近海の水産資源は目に見えて減っている。北朝鮮の漁師10人ほどに話を聞いてみたところ、ほぼ全員が1990年代半ばから魚が減り続けていると答えた。

最大の理由は乱獲だ。基本的には北朝鮮の自業自得だが、最近では底引き網漁を行う中国漁船が現れ、漁場がさらに荒らされている。気候変動の影響も考えられる。

儲からない密輸

2017年に強化された国連制裁も影を落としている。北朝鮮の沿岸漁業は90年代以降、ほぼ完全に輸出産業と化し、水揚げされる魚介類の大半が中国に出荷されてきた。中国産を装って、日本や韓国の店に並ぶこともあった。

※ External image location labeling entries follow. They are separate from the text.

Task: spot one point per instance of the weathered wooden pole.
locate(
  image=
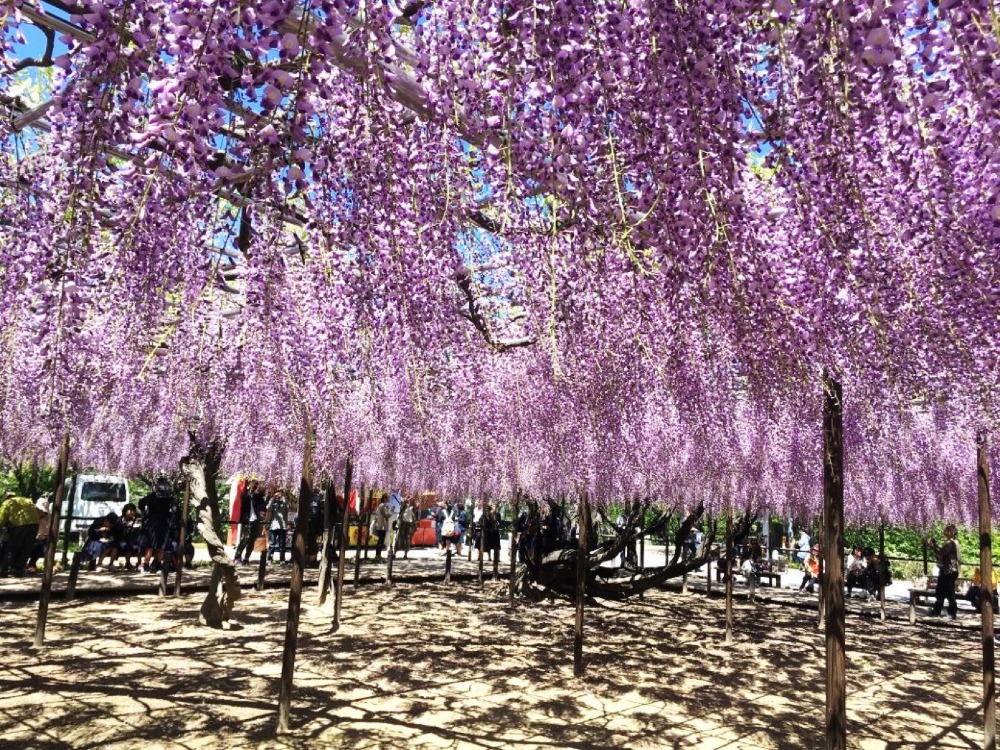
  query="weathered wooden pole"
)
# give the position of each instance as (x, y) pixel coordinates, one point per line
(345, 517)
(708, 567)
(824, 543)
(581, 586)
(181, 537)
(50, 552)
(986, 593)
(69, 517)
(513, 547)
(833, 581)
(881, 577)
(729, 577)
(295, 587)
(261, 570)
(74, 574)
(326, 563)
(390, 553)
(482, 542)
(362, 501)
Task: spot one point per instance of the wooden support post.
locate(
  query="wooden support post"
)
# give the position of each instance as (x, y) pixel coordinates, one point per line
(362, 502)
(74, 574)
(824, 543)
(708, 567)
(326, 563)
(482, 542)
(666, 538)
(50, 551)
(729, 577)
(67, 529)
(581, 586)
(181, 537)
(261, 570)
(881, 577)
(345, 517)
(833, 581)
(513, 547)
(986, 593)
(369, 501)
(390, 553)
(295, 587)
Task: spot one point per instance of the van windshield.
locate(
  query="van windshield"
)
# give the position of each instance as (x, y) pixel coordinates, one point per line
(110, 492)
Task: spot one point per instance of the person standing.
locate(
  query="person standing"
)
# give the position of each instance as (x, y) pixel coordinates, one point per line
(856, 569)
(256, 508)
(407, 526)
(802, 546)
(277, 518)
(380, 524)
(810, 571)
(42, 540)
(491, 530)
(752, 567)
(19, 516)
(157, 511)
(948, 566)
(250, 523)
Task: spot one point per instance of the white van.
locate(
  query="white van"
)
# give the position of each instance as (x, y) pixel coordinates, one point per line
(94, 496)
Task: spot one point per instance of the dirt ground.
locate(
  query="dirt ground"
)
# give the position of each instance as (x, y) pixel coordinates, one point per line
(452, 666)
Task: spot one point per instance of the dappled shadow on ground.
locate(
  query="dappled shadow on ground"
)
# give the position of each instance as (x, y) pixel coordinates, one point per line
(451, 666)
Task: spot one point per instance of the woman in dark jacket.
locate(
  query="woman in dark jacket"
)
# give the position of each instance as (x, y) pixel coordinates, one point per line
(948, 565)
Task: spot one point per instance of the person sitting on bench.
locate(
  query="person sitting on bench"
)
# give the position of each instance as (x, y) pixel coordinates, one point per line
(975, 592)
(810, 571)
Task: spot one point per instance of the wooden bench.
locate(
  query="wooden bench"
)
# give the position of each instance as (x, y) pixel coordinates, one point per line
(925, 594)
(772, 577)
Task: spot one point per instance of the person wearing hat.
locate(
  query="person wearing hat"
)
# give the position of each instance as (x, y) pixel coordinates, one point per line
(19, 516)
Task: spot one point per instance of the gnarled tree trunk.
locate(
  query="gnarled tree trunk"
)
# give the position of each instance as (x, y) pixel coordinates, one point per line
(201, 467)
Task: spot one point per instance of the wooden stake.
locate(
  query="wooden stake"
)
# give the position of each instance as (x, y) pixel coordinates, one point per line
(881, 578)
(69, 517)
(824, 543)
(362, 502)
(708, 567)
(986, 593)
(295, 588)
(50, 551)
(261, 570)
(729, 578)
(833, 581)
(345, 517)
(482, 541)
(326, 564)
(513, 547)
(74, 574)
(181, 537)
(581, 584)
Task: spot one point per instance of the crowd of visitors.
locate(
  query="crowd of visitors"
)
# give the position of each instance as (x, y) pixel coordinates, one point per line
(148, 532)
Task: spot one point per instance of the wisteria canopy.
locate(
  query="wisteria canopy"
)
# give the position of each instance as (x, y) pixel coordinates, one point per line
(599, 246)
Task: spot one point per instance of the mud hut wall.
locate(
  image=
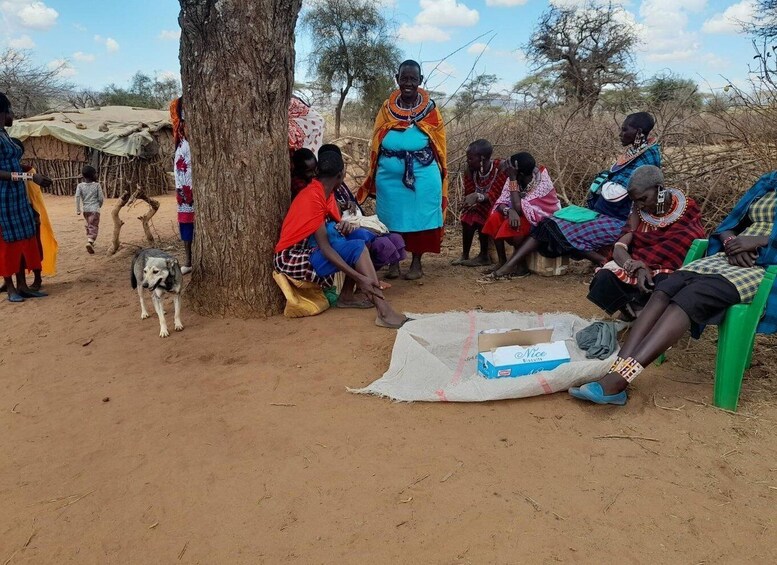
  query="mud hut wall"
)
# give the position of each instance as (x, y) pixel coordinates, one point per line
(63, 163)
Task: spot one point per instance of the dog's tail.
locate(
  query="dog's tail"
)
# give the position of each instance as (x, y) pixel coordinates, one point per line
(133, 278)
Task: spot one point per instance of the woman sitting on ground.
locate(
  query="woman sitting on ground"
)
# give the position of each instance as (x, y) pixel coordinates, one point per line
(580, 235)
(312, 245)
(657, 236)
(386, 248)
(701, 292)
(527, 197)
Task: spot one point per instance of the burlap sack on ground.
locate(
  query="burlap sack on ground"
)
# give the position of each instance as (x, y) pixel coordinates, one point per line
(435, 359)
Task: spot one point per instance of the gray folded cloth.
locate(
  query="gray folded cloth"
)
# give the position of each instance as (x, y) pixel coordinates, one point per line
(599, 340)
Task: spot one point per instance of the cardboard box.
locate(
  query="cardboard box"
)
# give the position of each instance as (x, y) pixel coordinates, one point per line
(547, 267)
(515, 353)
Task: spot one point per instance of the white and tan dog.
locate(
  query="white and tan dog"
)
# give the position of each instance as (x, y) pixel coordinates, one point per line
(158, 272)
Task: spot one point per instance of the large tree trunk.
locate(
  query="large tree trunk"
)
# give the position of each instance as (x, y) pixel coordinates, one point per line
(237, 66)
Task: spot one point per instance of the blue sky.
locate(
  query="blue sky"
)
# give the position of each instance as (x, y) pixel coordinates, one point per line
(106, 41)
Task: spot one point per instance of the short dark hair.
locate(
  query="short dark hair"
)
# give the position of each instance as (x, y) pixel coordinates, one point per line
(300, 157)
(329, 148)
(409, 63)
(89, 172)
(642, 121)
(330, 164)
(524, 162)
(482, 147)
(19, 143)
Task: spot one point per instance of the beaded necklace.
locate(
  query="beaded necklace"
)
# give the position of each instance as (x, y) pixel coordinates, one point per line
(679, 203)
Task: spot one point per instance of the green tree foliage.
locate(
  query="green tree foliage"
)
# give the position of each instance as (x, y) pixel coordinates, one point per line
(476, 93)
(143, 91)
(583, 50)
(31, 89)
(352, 48)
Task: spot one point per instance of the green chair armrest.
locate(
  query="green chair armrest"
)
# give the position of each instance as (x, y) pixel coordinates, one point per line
(697, 250)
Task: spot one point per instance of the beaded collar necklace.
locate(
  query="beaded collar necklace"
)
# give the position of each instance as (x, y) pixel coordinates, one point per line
(679, 203)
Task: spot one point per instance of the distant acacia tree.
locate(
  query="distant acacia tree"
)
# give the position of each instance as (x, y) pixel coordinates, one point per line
(32, 89)
(144, 91)
(352, 47)
(583, 50)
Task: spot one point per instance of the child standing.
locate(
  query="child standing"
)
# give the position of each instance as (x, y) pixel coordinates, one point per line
(90, 198)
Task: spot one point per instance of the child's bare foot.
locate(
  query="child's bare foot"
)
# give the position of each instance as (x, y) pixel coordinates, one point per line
(479, 261)
(393, 272)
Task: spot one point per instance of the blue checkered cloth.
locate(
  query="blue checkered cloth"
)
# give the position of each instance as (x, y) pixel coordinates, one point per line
(17, 220)
(767, 255)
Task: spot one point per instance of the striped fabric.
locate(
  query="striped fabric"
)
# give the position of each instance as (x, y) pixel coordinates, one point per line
(767, 255)
(17, 221)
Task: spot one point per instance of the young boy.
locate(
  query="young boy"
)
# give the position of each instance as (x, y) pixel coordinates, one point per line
(483, 183)
(90, 198)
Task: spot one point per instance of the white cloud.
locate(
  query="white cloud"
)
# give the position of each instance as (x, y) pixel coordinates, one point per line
(446, 13)
(731, 19)
(507, 3)
(422, 33)
(664, 30)
(110, 44)
(170, 34)
(83, 57)
(63, 67)
(21, 42)
(478, 48)
(28, 14)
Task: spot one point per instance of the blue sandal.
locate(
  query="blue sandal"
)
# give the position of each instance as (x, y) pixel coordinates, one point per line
(593, 392)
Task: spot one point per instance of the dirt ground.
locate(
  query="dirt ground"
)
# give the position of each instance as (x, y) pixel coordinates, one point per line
(236, 442)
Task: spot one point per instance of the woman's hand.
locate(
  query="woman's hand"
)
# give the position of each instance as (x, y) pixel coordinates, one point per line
(471, 199)
(744, 259)
(370, 288)
(345, 228)
(514, 218)
(42, 180)
(741, 244)
(644, 280)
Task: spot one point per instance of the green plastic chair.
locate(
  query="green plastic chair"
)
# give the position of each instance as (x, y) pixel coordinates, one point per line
(736, 336)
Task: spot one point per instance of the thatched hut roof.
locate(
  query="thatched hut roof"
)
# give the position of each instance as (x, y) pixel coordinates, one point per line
(115, 130)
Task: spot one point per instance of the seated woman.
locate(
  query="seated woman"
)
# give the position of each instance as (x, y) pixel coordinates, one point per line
(527, 198)
(701, 292)
(312, 246)
(657, 236)
(483, 182)
(385, 248)
(608, 202)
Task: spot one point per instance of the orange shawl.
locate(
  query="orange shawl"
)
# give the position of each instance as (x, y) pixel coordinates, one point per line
(431, 124)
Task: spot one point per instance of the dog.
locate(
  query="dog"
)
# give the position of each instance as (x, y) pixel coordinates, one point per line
(158, 272)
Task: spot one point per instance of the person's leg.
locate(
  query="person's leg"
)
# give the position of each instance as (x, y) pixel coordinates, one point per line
(664, 333)
(385, 311)
(483, 258)
(416, 269)
(467, 235)
(530, 245)
(596, 258)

中国は今も輸入を続けている。国連制裁の対象になってからは密輸の形で、だ。しかし密輸には危険が伴うので、リスクに見合った利益を望む中国人業者にかなり買いたたかれることになる。かくて、北朝鮮の水産物価格は急落した。

とはいえ、漁師が船の登録料として当局に納めねばならない税金は以前と同じ。そのため、必要な税金を何とか捻出し、少しでも儲けを手元に残すには、さらに大きな危険を覚悟でもっと遠方の沖合を目指すほかなくなっている。

国連が漁業を制裁対象にしたのは、もっともなことだ。漁業は北朝鮮の重要な外貨獲得手段であり、漁師が釣ったイカの一匹一匹が、少額とはいえ大陸間弾道ミサイルの開発資金に化けている。

幽霊船の悲劇はすぐには減らせない。だが長い目で見れば一つ解決策がある。経済成長だ。北朝鮮が豊かになれば、漁師はもっとまともな船を買うようになるだろうし、別の安全な仕事に就く人も増えるだろう。国が豊かになれば、乱獲の取り締まりも強化できよう。

しかし残念ながら、経済を一夜にして成長させることはできない。いくら北朝鮮といえども、この原則からは逃れられないのだ。